Bottom Shelf vs. Top Shelf

Top Shelf is prime real estate in the book/publishing business. Eye level. Easily reached. No extra effort to find what you are looking for. The current hot sellers. New releases. Buzzworthy books. Retail chains like Barnes and Noble and Borders are incredibly picky and very intentional with who gets placed in a top shelf area. They not only choose wisely, but will charge publishers top dollar for the right for their authors to be placed "top shelf."  Grocery stores and consumer goods focused retail stores are the same way. They put their best items on the eye level, top shelf area. Best-selling items deserve top shelf status. 

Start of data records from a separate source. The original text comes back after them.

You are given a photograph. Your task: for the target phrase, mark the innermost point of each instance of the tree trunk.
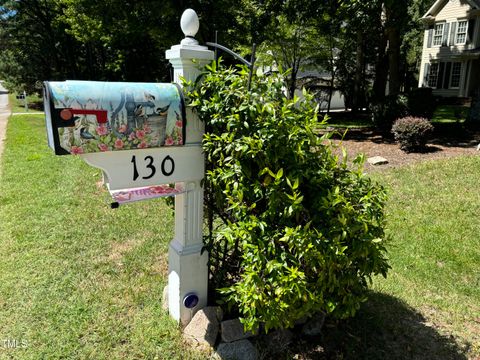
(393, 60)
(357, 85)
(381, 72)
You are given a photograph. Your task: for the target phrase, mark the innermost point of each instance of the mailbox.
(91, 116)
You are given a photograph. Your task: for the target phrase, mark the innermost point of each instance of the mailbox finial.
(190, 25)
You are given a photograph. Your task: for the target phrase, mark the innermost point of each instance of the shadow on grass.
(384, 328)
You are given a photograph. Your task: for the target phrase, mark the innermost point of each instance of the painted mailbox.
(91, 116)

Bottom shelf is for the laggards. Items on the bottom shelf are cumbersome to find, and you have to work to get to it. You can quickly go from a top shelf item to a bottom shelf item within one inventory cycle. Relax for a second, or one bad week of publicity, or a publicity nightmare like bad peanut butter or poisonous pills, and you are immediately but on the bottom shelf, or even worse, taken off the retail space all together. 

Same goes with your company, brand or not for profit campaign. Staying "Top Shelf" requires constant innovation, improvement, quality control, and hard work. Bottom Shelf is easy, requires little effort, and becomes status quo. Second place vs. First place. 

The question is, where is your company or church or brand currently? Top Shelf or bottom shelf?